Recent advancements in digital pathology have led to the development of numerous foundational models that utilize self-supervised learning on patches extracted from gigapixel whole slide images (WSIs). While this approach leverages vast amounts of unlabeled data, we have discovered a significant issue: features extracted from these self-supervised models tend to cluster by individual WSIs, a phenomenon we term WSI-specific feature collapse. This problem can potentially limit the model's generalization ability and performance on various downstream tasks. To address this issue, we introduce EXAONEPath, a novel foundational model trained on patches that have undergone stain normalization. Stain normalization helps reduce color variability arising from different laboratories and scanners, enabling the model to learn more consistent features. EXAONEPath is trained using 285,153,903 patches extracted from a total of 34,795 WSIs. Our experiments demonstrate that EXAONEPath significantly mitigates the feature collapse problem, indicating that the model has learned more generalized features rather than overfitting to individual WSI characteristics. We compared EXAONEPath with state-of-the-art models across six downstream task datasets, and our results show that EXAONEPath achieves superior performance relative to the number of WSIs used and the model's parameter count. This suggests that the application of stain normalization has substantially improved the model's efficiency and generalization capabilities.
Paper Structure (13 sections, 3 figures, 1 table)

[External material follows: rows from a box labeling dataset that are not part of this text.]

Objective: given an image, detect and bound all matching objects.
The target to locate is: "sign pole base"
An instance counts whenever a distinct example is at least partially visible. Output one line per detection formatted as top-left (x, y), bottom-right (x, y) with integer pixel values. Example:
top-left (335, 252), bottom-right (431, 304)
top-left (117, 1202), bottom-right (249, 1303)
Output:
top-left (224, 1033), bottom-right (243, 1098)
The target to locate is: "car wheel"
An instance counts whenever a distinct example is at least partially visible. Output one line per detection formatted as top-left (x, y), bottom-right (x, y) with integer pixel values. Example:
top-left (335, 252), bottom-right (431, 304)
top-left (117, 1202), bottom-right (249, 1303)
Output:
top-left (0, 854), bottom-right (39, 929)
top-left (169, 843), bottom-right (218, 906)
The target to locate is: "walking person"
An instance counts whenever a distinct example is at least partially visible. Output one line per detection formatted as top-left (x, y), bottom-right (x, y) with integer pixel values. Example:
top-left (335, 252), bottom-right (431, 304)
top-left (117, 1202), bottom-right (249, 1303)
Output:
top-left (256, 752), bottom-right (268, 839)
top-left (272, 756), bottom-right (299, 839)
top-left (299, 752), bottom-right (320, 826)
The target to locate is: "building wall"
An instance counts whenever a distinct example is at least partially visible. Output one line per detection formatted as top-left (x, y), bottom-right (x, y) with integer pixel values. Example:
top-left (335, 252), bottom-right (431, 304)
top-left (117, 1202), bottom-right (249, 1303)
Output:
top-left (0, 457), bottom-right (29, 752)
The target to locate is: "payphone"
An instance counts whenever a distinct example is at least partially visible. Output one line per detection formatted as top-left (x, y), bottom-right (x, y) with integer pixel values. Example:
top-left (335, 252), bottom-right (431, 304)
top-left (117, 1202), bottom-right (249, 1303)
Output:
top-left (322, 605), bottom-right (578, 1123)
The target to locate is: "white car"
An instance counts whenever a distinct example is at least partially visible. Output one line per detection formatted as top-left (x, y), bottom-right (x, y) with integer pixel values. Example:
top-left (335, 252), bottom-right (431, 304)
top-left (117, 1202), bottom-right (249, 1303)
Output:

This paper contains 13 sections, 3 figures, 1 table.

Figures (3)

  • Figure 1: Performance comparison of models based on the number of parameters and the number of WSIs used for training. The average Top-1 accuracy represents the mean linear evaluation performance across six downstream tasks. (a) Average Top-1 accuracy versus the number of parameters. (b) Average Top-1 accuracy versus the number of WSIs used for training. Notably, our model (EXAONEPath) achieves high performance despite having fewer parameters and using fewer WSIs compared to other models, demonstrating its efficiency.
  • Figure 2: t-SNE visualization of features extracted from a foundation model trained with DINO. 1000 patches are randomly sampled from each of 10 arbitrarily selected WSIs, and the features from each of the 10 WSIs are represented in different colors. Despite having no information about the source WSI for each patch, the model exhibits WSI-specific feature collapse, where features tend to cluster by WSI. (a) Features obtained by inputting patches without any stain normalization into a model trained on non-stain-normalized images, showing severe feature collapse. (b) Features obtained by inputting stain-normalized patches into a model trained on non-stain-normalized images, showing significant but reduced collapse compared to (a). (c) Features obtained by inputting stain-normalized patches into a model trained on stain-normalized images, showing significantly reduced feature collapse, as proposed by our method.
  • Figure 3: MPP distribution of the training data. Most of the data used for training is concentrated around 0.25 MPP and 0.5 MPP.